Juxtapose that with the fate of the pro-Biafra protesters. The Indigenous People of Biafra (IPOB) marched through the streets of Port Harcourt recently in solidarity with Donald John Trump, the intrepid 45th President of the United States. It was a protest Trump didn’t know about, didn’t solicit for and may never be bothered about it even if he knew. But they have a right under Nigerian law to assemble and protest for as long as it is a peaceful procession. Unlike the gun-bearing herdsmen, the protesters were not armed yet they were shot at (some reports said a couple of death was recorded). They were arrested and within 24 hours they were arraigned. I commend such efficiency but I don’t understand its whys and wherefores.
But the same efficiency peters out when it concerns the killer goon called the herdsman. He has engaged the police in shootouts, he has killed monarchs, he has exterminated families and reduced communities to graveyards yet he walks free; unhinged and unperturbed. He is the lord of our time; imperial and impetuous. He is the alternate government. We have become, as it were, his captives.
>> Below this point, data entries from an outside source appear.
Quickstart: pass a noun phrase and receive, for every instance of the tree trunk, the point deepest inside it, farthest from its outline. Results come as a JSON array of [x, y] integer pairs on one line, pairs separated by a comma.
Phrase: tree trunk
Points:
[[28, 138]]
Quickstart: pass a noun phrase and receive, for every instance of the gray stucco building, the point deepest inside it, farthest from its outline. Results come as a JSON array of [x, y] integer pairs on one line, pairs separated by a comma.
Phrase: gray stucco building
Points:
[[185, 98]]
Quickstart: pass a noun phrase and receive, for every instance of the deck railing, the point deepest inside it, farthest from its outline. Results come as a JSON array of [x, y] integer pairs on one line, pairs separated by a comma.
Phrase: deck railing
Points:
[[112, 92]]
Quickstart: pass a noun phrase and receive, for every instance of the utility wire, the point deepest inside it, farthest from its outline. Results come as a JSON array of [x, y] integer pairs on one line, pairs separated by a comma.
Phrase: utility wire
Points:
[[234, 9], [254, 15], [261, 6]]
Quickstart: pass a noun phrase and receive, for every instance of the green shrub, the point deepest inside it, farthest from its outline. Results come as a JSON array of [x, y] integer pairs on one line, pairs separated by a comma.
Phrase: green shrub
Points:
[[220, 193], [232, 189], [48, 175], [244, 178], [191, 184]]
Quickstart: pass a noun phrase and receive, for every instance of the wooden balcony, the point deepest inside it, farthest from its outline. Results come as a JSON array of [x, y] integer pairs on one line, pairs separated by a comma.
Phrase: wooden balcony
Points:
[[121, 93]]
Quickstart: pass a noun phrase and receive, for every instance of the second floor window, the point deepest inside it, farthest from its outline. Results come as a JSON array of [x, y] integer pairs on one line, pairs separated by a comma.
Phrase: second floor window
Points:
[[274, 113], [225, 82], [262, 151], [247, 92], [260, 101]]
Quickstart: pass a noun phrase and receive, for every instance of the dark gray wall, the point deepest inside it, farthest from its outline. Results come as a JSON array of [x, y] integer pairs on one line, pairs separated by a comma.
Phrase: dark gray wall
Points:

The herdsman is indeed the feudal lord of modern Nigeria. He can do no wrong. His wrong is right. He is the only one to exercise right of ownership of the land. He can take our land, take our farms. It’s his right. And we cannot complain; we must not protest his banal acquisition of our collective and individual heritage. A pastor had the guts to complain about the blood-chilling scourge of the herdsman. He urged his members to defend themselves, to match force with force (I do not support that) and for that we sent security operatives after him; to arrest him and possibly prosecute him but we maintained an ignoble silence on the reason for the outburst of the pastor. The pastor was only responding to a stimulus. The author of such stimulus is the herdsman but we cannot arrest him, neither tame his fatal indulgence. It’s different laws for different people in the same country. I don’t understand it.
Such uneven-handedness is the reason for the pockets of agitations and restiveness across the nation. People are no longer comfortable inside the Union. They want to go, everyman to his own region or people of the same ideological leaning. Atiku Abubakar, Alex Ekwueme and many Nigerians of renown have called for restructuring of the Union because things are no longer at ease under one roof. Nigeria cannot continue to totter and dither. We must come together and agree to stay together peacefully with a sense of equity and fairness or we agree to stay apart. It is either of the two choices. Anything outside this is pretence, a dissimulation that all is well when all is not in reality well.
There are still many things I don’t understand; like giving the armed and brutal herdsmen a free rein while gagging, killing and incarcerating unarmed crowd of peaceful protesters in the same country; like attempting to arrest a pastor who voiced his anger against the mindless and savagely killing of his people but pretending not to notice the savagery of the killers. The facts are there to prove the brutality visited on the people by these herdsmen except if we have “alternative facts” to disprove this. But I still don’t understand this loud silence ringing through the blood fields created by the herdsmen. Why are we silent? Why is nobody talking? Somebody should explain this to me because I still don’t understand it. It’s just troubling.